Akron still has police officers using Tasers. The city is siding with the company against the county, which is defending Kohler.

The results of the lawsuit could have broad implications. Civil and criminal cases are pending in the local cases, and Tasers have been linked to dozens of other deaths across the United States.

During opening arguments Monday, Assistant Akron Prosecutor Patricia Ambrose called Tasers ''a crucial, nonlethal instrument'' used by thousands of officers.

Ambrose said the city and Taser will show Kohler incorrectly blamed the weapons and that ''excited delirium'' instead was responsible. Excited delirium is used to describe deaths of suspects who are in police custody and are highly agitated or under the influence of drugs.

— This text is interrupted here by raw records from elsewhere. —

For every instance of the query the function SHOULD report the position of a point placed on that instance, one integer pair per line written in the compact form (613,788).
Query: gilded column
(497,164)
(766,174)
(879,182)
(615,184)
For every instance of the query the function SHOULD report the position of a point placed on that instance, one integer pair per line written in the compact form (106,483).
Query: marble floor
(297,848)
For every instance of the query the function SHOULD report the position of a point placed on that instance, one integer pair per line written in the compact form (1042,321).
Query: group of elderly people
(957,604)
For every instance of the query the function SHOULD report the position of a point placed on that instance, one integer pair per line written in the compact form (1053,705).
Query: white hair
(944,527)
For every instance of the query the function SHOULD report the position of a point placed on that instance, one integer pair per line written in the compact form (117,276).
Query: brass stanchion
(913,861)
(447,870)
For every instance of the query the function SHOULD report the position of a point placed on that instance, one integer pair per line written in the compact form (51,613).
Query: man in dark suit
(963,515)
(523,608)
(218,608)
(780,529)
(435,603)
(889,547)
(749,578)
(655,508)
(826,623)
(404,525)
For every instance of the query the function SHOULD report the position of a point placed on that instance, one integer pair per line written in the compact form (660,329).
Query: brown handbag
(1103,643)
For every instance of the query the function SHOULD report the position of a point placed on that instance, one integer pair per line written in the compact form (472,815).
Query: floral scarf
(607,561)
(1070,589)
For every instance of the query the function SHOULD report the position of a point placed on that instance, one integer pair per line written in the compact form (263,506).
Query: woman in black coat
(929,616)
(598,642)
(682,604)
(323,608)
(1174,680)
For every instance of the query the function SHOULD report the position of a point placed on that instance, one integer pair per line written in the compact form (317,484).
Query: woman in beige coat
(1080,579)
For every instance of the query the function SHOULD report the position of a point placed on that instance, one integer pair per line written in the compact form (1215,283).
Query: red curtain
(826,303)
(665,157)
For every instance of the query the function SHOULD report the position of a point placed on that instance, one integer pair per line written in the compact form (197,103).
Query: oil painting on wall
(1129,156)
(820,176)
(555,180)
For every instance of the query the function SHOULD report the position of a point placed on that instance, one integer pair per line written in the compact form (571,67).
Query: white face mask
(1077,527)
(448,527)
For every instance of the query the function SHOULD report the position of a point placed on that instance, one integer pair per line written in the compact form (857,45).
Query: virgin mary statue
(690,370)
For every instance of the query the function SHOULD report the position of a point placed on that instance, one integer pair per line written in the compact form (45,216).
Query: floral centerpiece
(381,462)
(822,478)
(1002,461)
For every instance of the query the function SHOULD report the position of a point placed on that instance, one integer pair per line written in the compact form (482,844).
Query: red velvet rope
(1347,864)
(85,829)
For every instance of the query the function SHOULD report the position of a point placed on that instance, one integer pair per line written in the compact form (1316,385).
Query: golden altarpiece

John Maley, one of two attorneys representing Taser, said the weapons give officers an option other than ''guns, batons and fists.''

He said there is no scientific evidence to prove Tasers kill
people and Kohler did not understand the way Tasers work when she made her rulings.

Maley said Taser wants visiting Judge Ted Schneiderman, who is presiding over the case, to modify the cause of death findings to delete references about the weapon contributing to the deaths or to say it was undetermined whether it contributed.

John Manley, chief counsel in the Summit County prosecutor's civil division, said the Taser company's request ''asks the court to issue an order that steps on the thought-out, carefully deliberated'' findings of three pathologists.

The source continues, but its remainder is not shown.